As a filmmaker, he began with 1994’s Bosna!, a searing indictment of mostly Serb-driven genocide in the “Yugoslav Wars,” and the West’s foot-dragging intervention. He then made a first (and so far last) venture into narrative cinema with the starry 1997 La jour et la nuit, a pretentious boondoggle of legendary proportions. Since then, he’s stuck to documentaries, none of which have gotten much exposure here. None, that is, until The Will to See, which one French observer aptly dubbed “Moi, BHL, Saveur du Monde!” (“Me, BHL, Savior of the World!”)
Gratitude is due Levy’s tireless calling of international attention to various ignored or forgotten wars around the globe, where people are slaughtered out of religious fanaticism or simple lust for power. In archival footage here, we see him in 1971 Bangladesh, 1980 Cambodia, Rwanda, Afghanistan, Sudan, Darfur, et al. In the present tense, this new film (co-directed with Marc Roussel) shows him touring combat zones, massacre sites, and refugee camps in Nigeria, Kurdistan, Ukraine, Somalia, Libya, and more. COVID won’t stop his crusade—indeed he seems annoyed by the pandemic, and is never seen wearing a mask.
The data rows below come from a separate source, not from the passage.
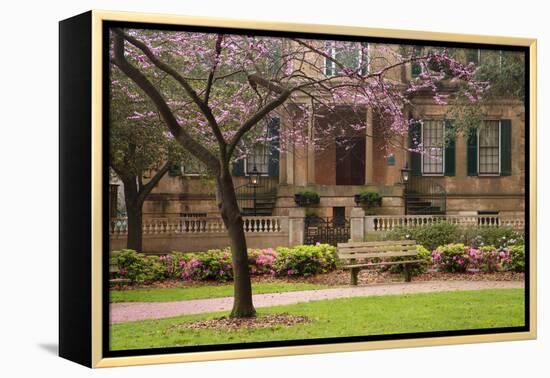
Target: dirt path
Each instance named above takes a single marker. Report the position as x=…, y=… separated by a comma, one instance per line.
x=125, y=312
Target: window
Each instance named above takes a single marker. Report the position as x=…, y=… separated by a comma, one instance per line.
x=479, y=56
x=433, y=142
x=489, y=148
x=351, y=55
x=257, y=158
x=416, y=68
x=473, y=56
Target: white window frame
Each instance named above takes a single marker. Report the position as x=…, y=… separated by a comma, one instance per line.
x=263, y=174
x=442, y=151
x=332, y=52
x=499, y=152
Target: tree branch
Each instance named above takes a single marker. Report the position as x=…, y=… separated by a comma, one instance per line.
x=177, y=131
x=254, y=119
x=146, y=189
x=213, y=70
x=204, y=108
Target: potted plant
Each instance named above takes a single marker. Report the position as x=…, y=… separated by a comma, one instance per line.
x=307, y=198
x=368, y=199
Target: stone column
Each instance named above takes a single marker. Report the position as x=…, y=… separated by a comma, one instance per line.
x=357, y=225
x=311, y=148
x=296, y=218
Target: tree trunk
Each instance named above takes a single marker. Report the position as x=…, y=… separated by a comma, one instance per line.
x=135, y=215
x=231, y=215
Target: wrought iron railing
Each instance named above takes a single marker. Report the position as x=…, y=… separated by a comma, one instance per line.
x=250, y=196
x=165, y=226
x=424, y=195
x=380, y=223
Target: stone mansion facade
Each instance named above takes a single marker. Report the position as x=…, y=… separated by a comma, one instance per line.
x=481, y=174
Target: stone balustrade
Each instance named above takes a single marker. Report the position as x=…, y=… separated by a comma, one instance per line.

It adds up to what Levy describes in his incessant voiceover narration as “My tour of the world’s forgotten wars, which resembles a descent into Hell.” This ought to be sobering and chastening; one can hardly help but be moved by the victims filmed. But The Will to See eventually collapses under the weight of a colossus: Levy’s ego. The entire film becomes about him, resembling a giant testimonial dinner. He’s in nearly every shot, sometimes ludicrously so (shown rappelling a cliff-face alongside soldiers at age 73, etc.), forever hugging resistance leaders and rescued villagers, as if he were the one/only advocate for peace in a world of chaos.
Almost no one else gets to speak, and when they do, it’s only in conversation with our perpetually on-screen “star.” How much actual pull he has to problem-solve in diplomatic or other circles goes unaddressed. (The one time the UN is mentioned, it’s suggested he is doing their work for them.) But in any case, the endless, oblivious self-regard dominating this checklist of global injustices becomes truly embarrassing after a while. It’s one thing to be on a crusade; it’s another to appoint yourself Messiah, and make a film that’s like your own congratulatory ticker-tape parade. The Will To See opens at Opera Plaza Fri/29, BHL himself will be at Opera Plaza for a post-screening Q&A on Sun/1.